The play opens with an old sound clip of Winston Churchill setting the scene with news of Germany invading France in World War II. The lights come up on the right side and we see two characters sitting on the edge of a cube, with a third sitting with his back to them, and they are evidently flying a B-17 over enemy lines. Within a few moments, however, the lights come up on the opposite side of the stage and four adventurers in a medieval setting explore a castle. In the first 10 minutes of the play, two characters "die" on each side, and the action switches to the middle where we find out that both the left and right side represent virtual games, whose players are actually in the middle, in a bar in Boston in the present. Our recently "deceased" decide to play on the other side because they hear members of the opposite sex play there, and this is where the fun starts.
The truly engaging part of the first act was trying to figure out who was who in which world. There are 8 "real" characters, and 8 virtual characters, and it isn't made clear who is whom, because gender isn't consistent between the worlds. At the end of the first act, I knew who ONE of the virtual characters was in the real world, but I spoke with the assistant director at intermission who clued me in to watching the colors. Each player in the real world wore something of a particular color and their character in the game did too - Brett (Laura Horning), for instance, wore a bright yellow shirt, and her character in the WWII game had a yellow scarf around his neck.
The second act was packed with jokes and humor as the various players tried to discern the gender and orientation of other characters so that they could "hook up," and the play provides a convenient way for them to meet in real life - a conference where they all would play together in the same room at the same time. I wouldn't want to spoil the end of the play, but it all works out in the end.
The directing was fantastic in this play. There were so many things that were coordinated - lines, and even pantomimes that the players did as their character interacted in the virtual world, and many sound clips including one of kung-fu music for the monk character, cows when the British pilots were hiding out in a barn in rural France, machine gun sounds, magic spell sounds, and pyrotechnics. With so many characters interacting in different environments at different time periods and all the action happening on stage at almost exactly the same time, directing this must have been a feat in itself.
Even more impressive than the set or the directing was the acting. The more we see of the characters in the real world, the more we see that their personalities are reflected in their virtual alter egos. The two original characters of Miragia, the fantasy game, catch on that their new companions are men, although they look like women, and we can see that. We can see the kindness of Nicholas (Michael Tuxbury) glimmer through in his character, Nigel (Matt Tucker), and we can see the sweetness of Brett (Laura Horning) in her character, Mickey (Fred Cassellius). That two actors can portray the same personality in different scenes and contexts at the same time in itself is astounding.

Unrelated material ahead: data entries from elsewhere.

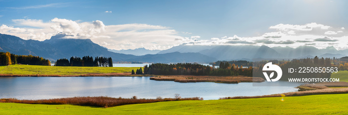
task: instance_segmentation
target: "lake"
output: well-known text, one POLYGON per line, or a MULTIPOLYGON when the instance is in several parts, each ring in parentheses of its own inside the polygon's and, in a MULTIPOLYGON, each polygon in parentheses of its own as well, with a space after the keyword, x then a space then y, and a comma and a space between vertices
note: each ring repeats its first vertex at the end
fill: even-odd
MULTIPOLYGON (((0 77, 0 98, 42 99, 107 96, 141 98, 201 97, 204 100, 296 91, 293 87, 253 86, 253 83, 179 83, 150 77, 0 77)), ((293 82, 287 83, 296 83, 293 82)), ((285 83, 285 82, 284 82, 285 83)))
MULTIPOLYGON (((145 65, 150 65, 151 64, 113 64, 112 66, 114 67, 143 67, 145 65)), ((200 64, 204 66, 209 66, 210 67, 213 67, 213 65, 209 65, 209 64, 200 64)), ((218 66, 215 66, 215 68, 219 67, 218 66)), ((243 67, 244 68, 244 67, 243 67)))

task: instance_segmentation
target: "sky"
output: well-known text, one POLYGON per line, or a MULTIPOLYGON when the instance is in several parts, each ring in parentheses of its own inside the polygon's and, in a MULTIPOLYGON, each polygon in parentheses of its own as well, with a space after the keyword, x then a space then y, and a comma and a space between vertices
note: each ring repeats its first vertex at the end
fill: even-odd
POLYGON ((0 33, 43 41, 62 32, 109 49, 184 45, 348 48, 348 1, 4 0, 0 33))

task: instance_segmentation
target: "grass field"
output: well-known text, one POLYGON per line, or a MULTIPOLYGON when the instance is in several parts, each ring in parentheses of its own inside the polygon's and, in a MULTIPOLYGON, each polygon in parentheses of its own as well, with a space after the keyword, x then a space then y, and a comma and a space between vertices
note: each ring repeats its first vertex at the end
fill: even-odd
POLYGON ((285 97, 284 102, 280 101, 280 97, 180 101, 108 108, 70 105, 0 103, 0 112, 4 115, 348 114, 347 97, 348 94, 285 97), (66 109, 57 109, 64 107, 66 109))
POLYGON ((339 78, 340 81, 348 82, 348 71, 340 71, 337 73, 331 74, 331 78, 339 78))
POLYGON ((59 67, 12 65, 0 66, 0 74, 80 75, 90 74, 131 73, 140 67, 59 67))

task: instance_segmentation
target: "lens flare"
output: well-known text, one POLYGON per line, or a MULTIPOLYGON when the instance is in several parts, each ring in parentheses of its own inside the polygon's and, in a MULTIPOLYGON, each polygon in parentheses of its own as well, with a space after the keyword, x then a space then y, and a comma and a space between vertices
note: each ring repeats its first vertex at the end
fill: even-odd
POLYGON ((280 100, 280 101, 283 102, 284 101, 284 97, 285 97, 285 95, 283 95, 283 94, 281 94, 280 95, 281 96, 281 99, 280 100))

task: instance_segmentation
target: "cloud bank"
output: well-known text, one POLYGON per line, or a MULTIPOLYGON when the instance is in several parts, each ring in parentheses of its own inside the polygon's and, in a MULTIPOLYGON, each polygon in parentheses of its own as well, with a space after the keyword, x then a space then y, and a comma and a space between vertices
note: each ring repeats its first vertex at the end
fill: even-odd
MULTIPOLYGON (((111 11, 110 11, 111 12, 111 11)), ((62 32, 70 38, 90 39, 109 49, 167 49, 179 44, 266 45, 293 48, 309 45, 318 48, 334 46, 341 50, 348 48, 348 32, 344 27, 335 27, 316 23, 303 25, 279 24, 269 27, 273 32, 254 37, 224 36, 203 39, 198 36, 187 36, 189 32, 178 32, 170 27, 144 24, 105 25, 99 20, 92 22, 73 21, 55 18, 48 22, 35 19, 12 20, 17 27, 2 24, 0 33, 18 36, 24 39, 44 40, 62 32)))
MULTIPOLYGON (((166 49, 185 43, 175 40, 183 38, 169 27, 143 24, 105 25, 101 21, 80 22, 55 18, 49 22, 41 20, 12 20, 14 27, 2 24, 0 33, 16 36, 24 39, 44 40, 62 32, 73 35, 69 38, 90 39, 100 45, 113 49, 145 47, 149 49, 166 49)), ((192 37, 190 39, 199 38, 192 37)))

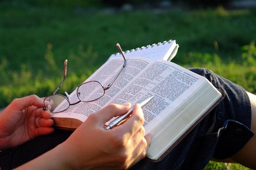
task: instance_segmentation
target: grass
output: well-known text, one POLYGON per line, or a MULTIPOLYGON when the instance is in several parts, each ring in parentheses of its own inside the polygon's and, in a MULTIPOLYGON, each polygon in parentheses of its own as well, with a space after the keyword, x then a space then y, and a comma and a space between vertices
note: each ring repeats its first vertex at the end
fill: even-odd
MULTIPOLYGON (((72 92, 117 52, 116 42, 126 50, 169 39, 180 46, 174 62, 208 68, 256 93, 255 9, 107 12, 76 5, 78 0, 60 7, 50 1, 0 1, 0 108, 16 97, 51 94, 65 59, 61 93, 72 92)), ((229 165, 212 162, 206 169, 243 167, 229 165)))

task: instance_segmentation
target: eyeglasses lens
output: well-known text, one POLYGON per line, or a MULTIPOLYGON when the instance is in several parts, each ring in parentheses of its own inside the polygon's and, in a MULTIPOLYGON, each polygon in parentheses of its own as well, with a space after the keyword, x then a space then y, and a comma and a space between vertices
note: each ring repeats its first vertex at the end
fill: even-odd
POLYGON ((105 92, 103 87, 97 81, 90 81, 83 84, 77 90, 79 100, 86 102, 93 101, 102 97, 105 92))
POLYGON ((46 97, 44 100, 45 105, 46 109, 52 113, 59 113, 66 110, 69 107, 69 103, 64 96, 60 94, 54 94, 46 97), (61 103, 62 106, 56 108, 61 103))

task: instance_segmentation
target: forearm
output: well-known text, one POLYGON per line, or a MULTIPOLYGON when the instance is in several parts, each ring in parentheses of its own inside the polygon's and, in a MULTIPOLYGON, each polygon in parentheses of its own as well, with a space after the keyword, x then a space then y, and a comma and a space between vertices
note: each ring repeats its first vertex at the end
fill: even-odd
POLYGON ((17 168, 19 169, 72 169, 65 161, 62 146, 58 145, 52 150, 17 168))

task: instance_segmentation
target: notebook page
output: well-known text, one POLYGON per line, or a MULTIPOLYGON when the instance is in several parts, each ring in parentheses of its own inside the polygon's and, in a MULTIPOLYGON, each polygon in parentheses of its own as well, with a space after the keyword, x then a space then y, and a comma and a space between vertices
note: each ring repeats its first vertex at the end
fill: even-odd
MULTIPOLYGON (((171 59, 174 57, 176 53, 173 53, 173 51, 174 49, 177 50, 178 47, 178 45, 176 43, 175 40, 170 40, 126 51, 124 51, 124 54, 127 57, 142 57, 149 59, 153 62, 158 59, 167 61, 171 55, 173 55, 170 58, 171 59)), ((121 57, 121 54, 117 53, 112 54, 109 58, 121 57)))

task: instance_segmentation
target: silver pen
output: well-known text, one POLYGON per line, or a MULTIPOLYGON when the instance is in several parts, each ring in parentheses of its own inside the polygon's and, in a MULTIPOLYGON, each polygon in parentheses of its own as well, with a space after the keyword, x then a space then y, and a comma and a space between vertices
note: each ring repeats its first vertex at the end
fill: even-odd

Nobody Knows You're a Dog is a comedy in every sense of the word. It mocks our online, connected, geeky, computer gaming culture in such a way that the audience, WPI students (largely quite similar to the players), understand sometimes how silly online romances are. The stock characters such as Nog (Elliot Field), Glurg (Randall Wainwright), and Fettle (Justin Cole), three "Swamp Orcs" who act like cavemen and defeat the evil wizard Madrigor with "swamp gas", are just one example of the comedic stereotypes that make up a good portion of any comedy's characters. The incongruity between the gender of characters and their players becomes a large part of the humor as the players and the audience try to figure out who is whom, and there is even a bit of deus ex machina as the maintenance program in the WWII world, represented as an angel, brings Mickey back from the dead when he gets shot by border guards. To finish the whole play off is the typical ending of a comedy, which fits in perfectly.
This play is definitely worth the $3 or $5 ticket price and then some. The only failing in the entire production was that the lighting on the right side of the set shone through the black curtain at the back of the stage, where we could see people working, perhaps on sound production. (At first, I thought it was a black and white movie clip) This minor mishap can be easily overlooked in the face of great acting, a hilarious script, and impressive directing. Hopefully in this day of computers, email, and romance over the Internet, this comedy will catch on and we'll be able to download a video clip of the play over the web someday.